Sometimes life now, it is extremely hard to let go. Maybe it is because I am so use to having this person in my life and I have grown to be comfortable. After all it was two years that I had this person in my life. Maybe I should start to let go because it is only causing me more pain to hold on. It seems that I harder I hold and looser my grab on my emotions and mind become..
This is even starting to affect my school life. I am finding myself thinking that other things are more important when in reality I know that school is one of the most important things in my life right now. It only comes second to my health. Even that right now seems to now be doing so well. I have been so stressed and I can not sleep at night. When I finally do fall asleep if I get woken up I will not be able to get back to sleep.
I know that I right thing to do for myself is to let go. Then why are my feels pulling me a different why? Why is it so hard?
Its kind of funny when I think about it because I know that no matter what months from now I will not feel this way. I know that I will be okay. It will probably suck when I think about it but the pain will not be there.

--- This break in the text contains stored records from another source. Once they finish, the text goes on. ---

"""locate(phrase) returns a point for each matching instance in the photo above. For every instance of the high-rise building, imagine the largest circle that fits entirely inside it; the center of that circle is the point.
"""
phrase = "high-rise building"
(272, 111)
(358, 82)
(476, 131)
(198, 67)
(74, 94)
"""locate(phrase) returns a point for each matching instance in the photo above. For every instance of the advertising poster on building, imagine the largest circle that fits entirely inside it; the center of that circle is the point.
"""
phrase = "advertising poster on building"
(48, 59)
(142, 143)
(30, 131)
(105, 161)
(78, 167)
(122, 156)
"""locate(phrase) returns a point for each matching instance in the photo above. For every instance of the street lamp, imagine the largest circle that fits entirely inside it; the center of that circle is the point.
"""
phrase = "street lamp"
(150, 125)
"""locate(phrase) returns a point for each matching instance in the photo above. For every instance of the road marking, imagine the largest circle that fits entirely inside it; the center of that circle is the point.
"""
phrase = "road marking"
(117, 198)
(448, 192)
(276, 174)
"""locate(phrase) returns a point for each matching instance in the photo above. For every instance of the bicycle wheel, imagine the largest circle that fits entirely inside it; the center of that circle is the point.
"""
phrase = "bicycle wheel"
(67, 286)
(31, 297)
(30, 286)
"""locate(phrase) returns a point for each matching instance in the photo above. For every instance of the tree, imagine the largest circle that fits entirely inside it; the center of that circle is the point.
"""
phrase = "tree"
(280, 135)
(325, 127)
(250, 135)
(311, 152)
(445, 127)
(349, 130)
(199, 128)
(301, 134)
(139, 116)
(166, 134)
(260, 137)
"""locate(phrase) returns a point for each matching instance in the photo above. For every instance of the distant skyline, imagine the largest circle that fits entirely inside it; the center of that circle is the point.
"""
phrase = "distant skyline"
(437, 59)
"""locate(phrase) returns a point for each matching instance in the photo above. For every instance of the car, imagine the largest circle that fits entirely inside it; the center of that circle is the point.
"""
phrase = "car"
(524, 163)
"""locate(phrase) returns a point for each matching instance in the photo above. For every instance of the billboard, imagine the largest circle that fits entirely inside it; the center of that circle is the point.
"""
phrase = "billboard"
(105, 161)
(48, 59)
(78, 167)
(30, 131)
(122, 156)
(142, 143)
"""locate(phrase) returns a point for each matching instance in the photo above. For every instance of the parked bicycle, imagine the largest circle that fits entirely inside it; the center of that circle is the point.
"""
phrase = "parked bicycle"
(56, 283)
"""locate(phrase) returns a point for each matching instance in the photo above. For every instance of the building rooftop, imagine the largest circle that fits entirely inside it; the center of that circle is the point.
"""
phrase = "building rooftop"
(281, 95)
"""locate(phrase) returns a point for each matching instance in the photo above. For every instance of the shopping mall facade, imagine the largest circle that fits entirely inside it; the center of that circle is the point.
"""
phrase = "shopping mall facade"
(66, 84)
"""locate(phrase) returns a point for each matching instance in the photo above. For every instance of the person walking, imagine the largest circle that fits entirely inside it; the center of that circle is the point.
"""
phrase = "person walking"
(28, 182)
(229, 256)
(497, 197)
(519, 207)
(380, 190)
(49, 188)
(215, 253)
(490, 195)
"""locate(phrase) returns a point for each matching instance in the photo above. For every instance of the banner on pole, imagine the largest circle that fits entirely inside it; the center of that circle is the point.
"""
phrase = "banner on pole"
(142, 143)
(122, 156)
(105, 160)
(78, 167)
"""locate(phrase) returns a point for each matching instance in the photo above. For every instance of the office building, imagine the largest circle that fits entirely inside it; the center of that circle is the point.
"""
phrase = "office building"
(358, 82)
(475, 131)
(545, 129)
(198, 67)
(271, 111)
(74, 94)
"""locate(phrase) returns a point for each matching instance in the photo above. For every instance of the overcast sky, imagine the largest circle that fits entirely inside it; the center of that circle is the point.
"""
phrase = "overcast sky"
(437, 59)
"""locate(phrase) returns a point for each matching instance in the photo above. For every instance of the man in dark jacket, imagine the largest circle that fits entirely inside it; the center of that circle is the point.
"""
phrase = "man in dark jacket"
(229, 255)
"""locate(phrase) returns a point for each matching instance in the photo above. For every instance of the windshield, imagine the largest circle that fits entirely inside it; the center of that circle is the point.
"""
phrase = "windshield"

That's the great thing about pain. It can never reappear like sadness or happiness, when you think back on a memory or an event. It is because pain is only a temporary thing.
Pain, sadness, and happiness are all emotions. If pain is a temporary thing, does that mean the other two are temporary as well?
ReplyDeleteTalking with another student this week about the power of the mind, we discussed how you focus determines where you energy goes. For example, if one dwells on pain, one's energy is more likely to be painful... AND if one's thoughts dwell in happiness, one's energy is more likely to be happy.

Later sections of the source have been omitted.